At least, that’s how it appears to the townsfolk of Dainsfield.
Over a period of several years, three of her closest friends have died in tragic accidents, and a religious group known as the Pure Apostles (or The Whisperers, as Black and her family call them) think that Black is to blame. Led by the ominous but powerful Father Ratchet, the group (most of whom attend secretly and are unknown to the public as members) are convinced that Black is possessed by a demonic spirit, and that she is the cause of the teenagers’ untimely demises. Although she was nowhere near them at the times of their deaths, her reputation has been tarnished forever by the rumours of black magic that have since been spread. Ged, a former friend, is the worst of The Whisperers, and Black can’t wait until the day she finishes school and can leave the town (and its haunting memories) behind forever. Until then, she is determined to keep her distance from people, and avoid getting close to anyone, just as she has done since the curse rumours first began.
That is, until she meets Aiden- the new boy at school. He’s different to the others, and doesn’t believe the rumours that surround Black. But when he accompanies her to the school formal, and is later found unconscious in the street, everything comes to a head. The rumours spread again, more vicious than before, and old secrets emerge that change Black’s life forever. When another incident occurs, suddenly Dainsfield is no longer safe for Black. With only her friend and colleague Ed by her side to help her, Black must uncover the truth about The Whisperers and bring their tyranny to an end…
This is an unusual offering for the teen novel genre, but it works well. Although there are cult and demonic themes, the storyline is credible and does not waiver into clichéd and fantastical story arcs. Instead, readers are treated to a plot that features a very normal girl living within a paranoid, small-town environment (which just happens to be the home of a secret sect determined to exorcise her).

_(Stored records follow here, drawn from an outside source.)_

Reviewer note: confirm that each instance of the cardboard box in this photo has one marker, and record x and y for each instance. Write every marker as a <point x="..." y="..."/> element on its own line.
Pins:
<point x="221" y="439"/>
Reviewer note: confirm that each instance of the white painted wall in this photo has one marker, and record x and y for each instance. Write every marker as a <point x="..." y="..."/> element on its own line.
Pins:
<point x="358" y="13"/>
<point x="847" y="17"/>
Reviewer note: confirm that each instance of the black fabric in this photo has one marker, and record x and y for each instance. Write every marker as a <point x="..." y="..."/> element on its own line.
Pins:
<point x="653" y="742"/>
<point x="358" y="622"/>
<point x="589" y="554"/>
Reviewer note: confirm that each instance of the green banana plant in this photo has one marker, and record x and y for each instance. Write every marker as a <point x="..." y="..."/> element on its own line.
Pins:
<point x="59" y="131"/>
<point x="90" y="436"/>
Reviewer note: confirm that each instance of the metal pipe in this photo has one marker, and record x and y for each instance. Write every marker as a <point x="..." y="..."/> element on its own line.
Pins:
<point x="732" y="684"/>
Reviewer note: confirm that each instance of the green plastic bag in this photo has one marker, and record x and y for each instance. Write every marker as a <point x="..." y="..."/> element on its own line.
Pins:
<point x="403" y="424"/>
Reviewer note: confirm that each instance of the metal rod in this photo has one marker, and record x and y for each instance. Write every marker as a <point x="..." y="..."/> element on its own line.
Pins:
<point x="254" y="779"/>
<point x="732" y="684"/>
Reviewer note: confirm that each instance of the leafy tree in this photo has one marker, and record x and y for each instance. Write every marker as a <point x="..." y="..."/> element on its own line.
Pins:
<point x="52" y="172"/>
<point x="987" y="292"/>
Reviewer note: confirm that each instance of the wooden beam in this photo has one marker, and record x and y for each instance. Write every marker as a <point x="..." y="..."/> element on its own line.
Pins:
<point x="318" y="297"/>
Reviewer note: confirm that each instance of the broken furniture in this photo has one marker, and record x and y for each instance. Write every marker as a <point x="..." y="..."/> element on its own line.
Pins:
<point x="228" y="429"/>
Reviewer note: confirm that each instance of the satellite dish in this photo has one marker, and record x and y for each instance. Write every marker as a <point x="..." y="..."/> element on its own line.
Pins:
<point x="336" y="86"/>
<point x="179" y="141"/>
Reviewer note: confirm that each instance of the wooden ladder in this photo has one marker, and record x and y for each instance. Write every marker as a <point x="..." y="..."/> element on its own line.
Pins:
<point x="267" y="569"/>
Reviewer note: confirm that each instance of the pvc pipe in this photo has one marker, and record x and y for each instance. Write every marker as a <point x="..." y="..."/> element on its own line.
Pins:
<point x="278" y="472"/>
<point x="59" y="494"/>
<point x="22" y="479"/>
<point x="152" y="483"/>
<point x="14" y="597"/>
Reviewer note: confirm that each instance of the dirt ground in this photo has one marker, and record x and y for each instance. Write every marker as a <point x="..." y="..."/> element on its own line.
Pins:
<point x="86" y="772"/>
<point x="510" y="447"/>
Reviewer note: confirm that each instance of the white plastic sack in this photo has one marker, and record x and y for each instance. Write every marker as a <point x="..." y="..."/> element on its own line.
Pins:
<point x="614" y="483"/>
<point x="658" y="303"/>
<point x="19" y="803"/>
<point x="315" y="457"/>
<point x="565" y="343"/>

The fact that this novel is set within three hours’ drive of Melbourne helps to make this story much more realistic (at least in my mind), setting the tone for a slightly creepy, but wholly enjoyable narrative. Black’s relationships with Aiden, Ed and her parents are as normal as they would be for any teen, and the author’s portrayal of Father Ratchet and his secretive crew is on pointe. Like Black, readers won’t know who she can trust, who the real enemies are, or how to deal with such an extraordinary situation.
While the ending of this novel was a little too tidy for my liking, Black was still a great read, and kept me intrigued until the conclusion. With different tones to her previous young adult novel, Risk, Ferris has shown that she is able to diversify her writing talents, and I look forward to reading her next offering.